Leveneur et al. (2014) published a study in the epoxidation of oleic acid with peroxypropionic acid and peroxyacetic acid formed in situ, and the microwave irradiation provided a faster epoxide conversion. However, a 70% conversion of oleic acid was attained in approximately 3 h, for an average absorbed power of 10 W. Saifuddin et al. (2011) performed a heat-modeling of epoxidation of palm oil using formic acid and an enzyme catalyst. Results showed that the highest conversion to oxirane oxygen was obtained in approximately 33 min, and the optimum temperature was 75 °C. Other published papers in microwave epoxidation technology involve oxirane ring-opening and production of polyols (Dworakowska et al. 2012; Nikje et al. 2011; Saifuddin et al. 2010). Piccolo et al. (2019) studied the effects of temperature and agitation in microwave-assisted epoxidation, results showed a reduction in epoxidation time from 3 h in conventional heating to 1.5 h in microwave heating, with a similar yield for both methods. More recently, Aguilera et al. (2016) developed a new microwave irradiated epoxidation system of oleic acid. Shortly, the system is comprised of a batch microwave reactor with a loop, allowing recycling of the products, which are then heated and mechanically stirred before being fed once again to the microwave reactor. In that system, acetic acid and hydrogen peroxide were used to produce in situ peroxyacetic acid and then epoxidized oleic acid. Best results under microwave irradiation are obtained with an oleic acid: hydrogen peroxide: acetic acid ratio of 1–4.5–2.4 in approximately 9 h. 98% of double bonds were consumed by the peroxyacid.
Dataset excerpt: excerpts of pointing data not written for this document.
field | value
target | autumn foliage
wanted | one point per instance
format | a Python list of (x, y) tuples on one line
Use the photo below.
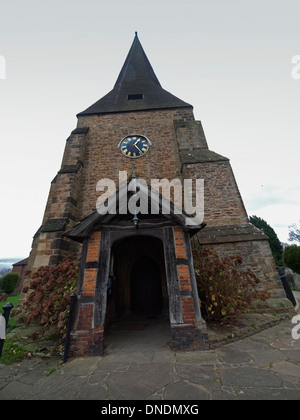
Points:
[(48, 295), (225, 288)]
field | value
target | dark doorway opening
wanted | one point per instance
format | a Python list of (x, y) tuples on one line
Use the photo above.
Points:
[(137, 285), (146, 290)]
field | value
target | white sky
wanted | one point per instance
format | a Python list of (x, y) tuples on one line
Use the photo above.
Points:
[(230, 59)]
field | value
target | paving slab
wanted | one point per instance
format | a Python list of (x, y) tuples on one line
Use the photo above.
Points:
[(261, 367)]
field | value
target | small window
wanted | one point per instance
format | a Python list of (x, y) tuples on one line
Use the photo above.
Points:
[(135, 96)]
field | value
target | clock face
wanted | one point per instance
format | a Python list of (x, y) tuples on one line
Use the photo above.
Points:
[(134, 146)]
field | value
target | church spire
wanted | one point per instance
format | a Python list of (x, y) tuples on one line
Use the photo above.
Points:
[(137, 88)]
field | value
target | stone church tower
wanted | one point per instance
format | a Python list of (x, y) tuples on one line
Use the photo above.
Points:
[(141, 262)]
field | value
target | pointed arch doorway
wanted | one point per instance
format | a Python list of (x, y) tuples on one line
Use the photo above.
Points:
[(137, 280)]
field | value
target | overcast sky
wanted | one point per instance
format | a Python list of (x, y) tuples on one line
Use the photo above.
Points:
[(230, 59)]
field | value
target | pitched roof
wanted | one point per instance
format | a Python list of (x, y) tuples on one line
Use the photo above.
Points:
[(137, 88)]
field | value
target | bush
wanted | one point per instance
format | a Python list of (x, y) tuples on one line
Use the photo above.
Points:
[(9, 282), (225, 289), (291, 257), (48, 295)]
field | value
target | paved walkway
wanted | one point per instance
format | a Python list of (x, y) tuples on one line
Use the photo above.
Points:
[(139, 365)]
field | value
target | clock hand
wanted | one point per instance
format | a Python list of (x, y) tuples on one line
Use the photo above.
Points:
[(137, 147)]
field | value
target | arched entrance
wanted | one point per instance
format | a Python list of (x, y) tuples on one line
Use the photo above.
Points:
[(137, 279)]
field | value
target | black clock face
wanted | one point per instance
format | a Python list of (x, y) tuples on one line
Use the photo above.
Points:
[(134, 146)]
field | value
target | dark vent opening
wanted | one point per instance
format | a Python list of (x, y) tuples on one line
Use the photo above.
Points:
[(135, 96)]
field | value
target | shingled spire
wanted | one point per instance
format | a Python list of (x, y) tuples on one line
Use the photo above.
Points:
[(136, 89)]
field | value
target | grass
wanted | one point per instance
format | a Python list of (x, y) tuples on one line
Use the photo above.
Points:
[(11, 352)]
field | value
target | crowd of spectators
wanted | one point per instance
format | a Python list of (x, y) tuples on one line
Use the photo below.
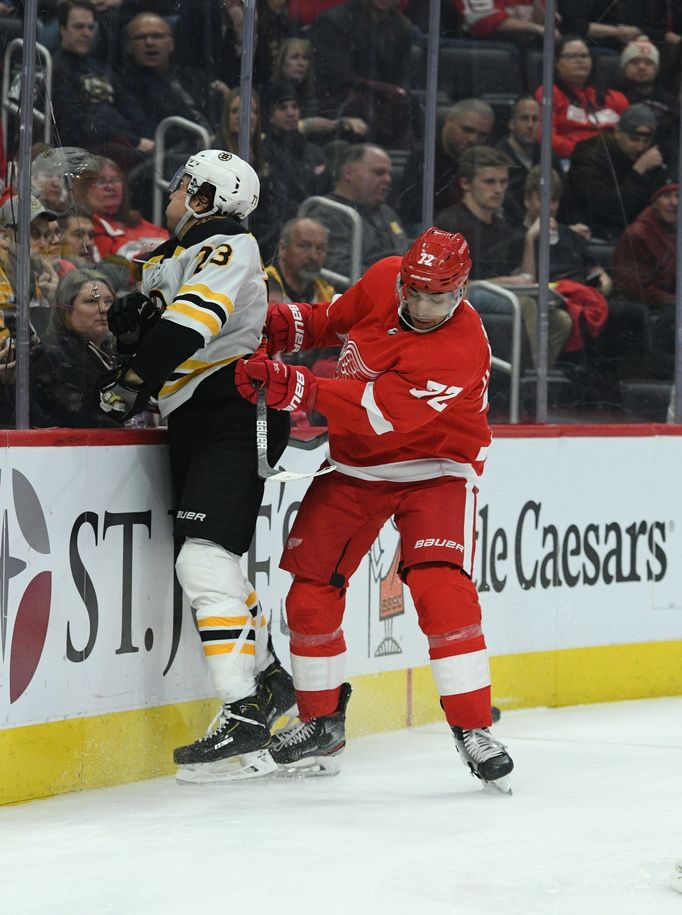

In this study, citric acid is evaluated as an oxygen carrier in both conventional and microwave-assisted epoxidation, in which different catalysts were explored: sulfuric acid in homogeneous catalysis and Amberlite IR-120 in heterogeneous catalysis, apart from citric acid itself. No studies have been published in literature with citric acid as an oxygen carrier in microwave epoxidation, and, as far as we know, no study performed a comparison between citric acid and acetic acid as oxygen carriers for epoxidation. This study investigates citric acid epoxidation in the conventional heating process, using a comparative evaluation of different catalysts, investigates citric acid and acetic acid epoxidation under microwave heating, and performs a preliminary evaluation of energy consumption and reduction of reaction times by using the microwaves.

Materials and methods

Materials

Soybean oil (LIZA, PR, Brazil) was purchased in local grocery stores. Reagents glacial acetic acid (99,7%), anhydrous citric acid, sulfuric acid 98%, iodine-monochloride Wijs solution, potassium iodate, potassium iodide, hydrochloric acid, sodium thiosulfate, soluble starch, chloroform, hydrobromic acid 48%, diethyl ether (99%) and gentian violet were acquired from Synth (Sao Paulo, Brazil). Catalyst Amberlite IR-120 (hydrogen form) was purchased from Sigma-Aldrich (St. Louis, United States).

Methods

In this section, methodologies for conventional and micro-wave irradiated routes are described briefly.

Conventional routes

Conventional route epoxidation was performed adapted from a previous study in our research group (Suzuki et al. 2018), with slight modifications. In the heterogeneous catalyst approach, fifty grams of soybean oil and catalyst Amberlite IR-120 H (22.1 g) were added to a semi-batch jacketed reactor coupled with a thermostatic bath (Lucadema—SP, Brazil) equipped with a mechanical stirrer and a reflux condenser. A mixture of hydrogen peroxide 50% (wt/wt) and anhydrous citric acid was added to the reactor when the temperature reached a specified value. Fifteen different tests were performed according to Table 1, varying the unsaturation to citric acid to hydrogen peroxide molar ratio (UNS:CA:HP), reaction times, and the temperatures. Time zero was set when the specified temperature was reached, which was about 60 min.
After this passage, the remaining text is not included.